What's on your smartphone? Probably fecal matter, according to new research by London scientists.
That's right, poop — on your phone. If it's on your phone, it's very likely on your hands too, say researchers from the London School of Hygiene & Tropical Medicine and Queen Mary, University of London.
Researchers analyzed 780 swab samples — 390 from mobile phones and 390 from the hands that used them — in 12 U.K. cities. They found that 16% of both hands and phones were contaminated with E. coli, potentially illness-causing bacteria that is fecal in origin. The likely reason: because people don't wash their hands after using the toilet.
That means people are spreading fecal bacteria not just to their phones, but to everything else they touch around them. E. coli can survive on hands and other surfaces for hours, especially in warm conditions (like on a smartphone screen), and is easily transferred to door handles, computer keyboards, food, other people — and back to you. If you contaminate your iPhone with fecal bacteria, then wash your hands, then handle your phone again, you've just re-soiled your clean hands.
Overall, the researchers found that 92% of hands and 82% of phones showed some type of bacterial contamination. About a third of hands and a quarter of phones contained Staphylococcus aureus, common bacteria that live on skin but can cause illness if they enter the bloodstream.
When surveyed, however, 95% of people said they washed their hands with soap. "People may claim they wash their hands regularly, but the science shows otherwise," said study co-author Dr. Ron Cutler of Queen Mary, University of London in a statement.
Two guesses who the nastier gender is. "In previous studies, we found that men's hands were more contaminated than women's, and also that men wash hands less often than women in public restrooms," says Dr. Val Curtis of the London School of Hygiene & Tropical Medicine.
People in the current study who had bacteria on their hands were three times more likely to have contaminated phones as well. The findings don't mean that your cell phone is necessarily a hotbed of disease, but that it could be. "The bugs we found are more or less harmless," says Curtis, but notes that the presence of fecal bacteria like E. coli means that if "someone was ill, then they would be likely to transmit pathogens to others." Other bugs like campylobacter, norovirus and salmonella, which are more likely to cause illness, can also be passed through feces.
The current study was conducted in Brits, but there's not much reason to think Americans are any more hygienic.

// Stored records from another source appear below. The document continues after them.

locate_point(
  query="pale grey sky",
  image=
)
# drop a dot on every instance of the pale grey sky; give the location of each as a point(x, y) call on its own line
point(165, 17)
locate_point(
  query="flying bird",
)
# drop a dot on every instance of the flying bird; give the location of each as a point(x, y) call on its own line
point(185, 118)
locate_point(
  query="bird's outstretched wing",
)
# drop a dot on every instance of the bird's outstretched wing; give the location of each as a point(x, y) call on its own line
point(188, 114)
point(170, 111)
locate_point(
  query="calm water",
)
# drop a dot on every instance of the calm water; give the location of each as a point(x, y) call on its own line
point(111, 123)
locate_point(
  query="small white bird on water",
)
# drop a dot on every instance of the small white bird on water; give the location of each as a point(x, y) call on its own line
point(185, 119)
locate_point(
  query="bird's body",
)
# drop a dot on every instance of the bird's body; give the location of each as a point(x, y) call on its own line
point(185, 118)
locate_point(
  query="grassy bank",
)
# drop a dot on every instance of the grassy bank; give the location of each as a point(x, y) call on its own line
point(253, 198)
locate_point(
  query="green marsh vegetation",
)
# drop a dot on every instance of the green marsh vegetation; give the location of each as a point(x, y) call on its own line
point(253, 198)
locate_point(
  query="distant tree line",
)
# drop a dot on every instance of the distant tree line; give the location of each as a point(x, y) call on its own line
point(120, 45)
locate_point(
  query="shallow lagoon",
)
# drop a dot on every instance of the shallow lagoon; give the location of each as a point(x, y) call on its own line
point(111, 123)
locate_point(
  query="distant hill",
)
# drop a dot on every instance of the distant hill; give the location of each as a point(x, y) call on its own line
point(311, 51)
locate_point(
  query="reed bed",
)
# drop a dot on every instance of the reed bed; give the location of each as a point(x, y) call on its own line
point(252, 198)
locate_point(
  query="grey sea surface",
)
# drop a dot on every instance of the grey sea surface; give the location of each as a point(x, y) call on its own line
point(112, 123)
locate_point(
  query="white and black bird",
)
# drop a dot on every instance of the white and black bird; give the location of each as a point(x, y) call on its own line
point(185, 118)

And mobile phones are hardly the only objects teeming with bugs around you. Stop and think about every place scientists have ever turned up fecal bacteria — grocery store carts, swimming pools, fast-food restaurant soda fountains and kids' play areas, ATM keypads, your purse, your washing machine, prewashed salad greens, food court trays, and pretty much everything in a hotel room — and it makes it hard to lay your hands on anything again.
But before you swaddle yourself in a hazmat suit, remember there's actually an easy way to avoid infection: wash your hands, especially after you use the bathroom. (If you think your hands haven't been contaminated after using the toilet because you didn't touch anything in there, think again.) Need a primer on hand washing? Use soap and water to clean all surfaces of your hands, including between your fingers and under your nails. Wash for 20 seconds. Don't touch anything in public bathrooms, if you can help it. Use paper towels to turn the faucets and to open the door. If you don't have access to soap and water, then at least use an alcohol-based hand sanitizer.
The authors of the new study say they will submit their paper for publication, following further analysis of the types of phones and users sampled and more detailed bacterial and viral profiling.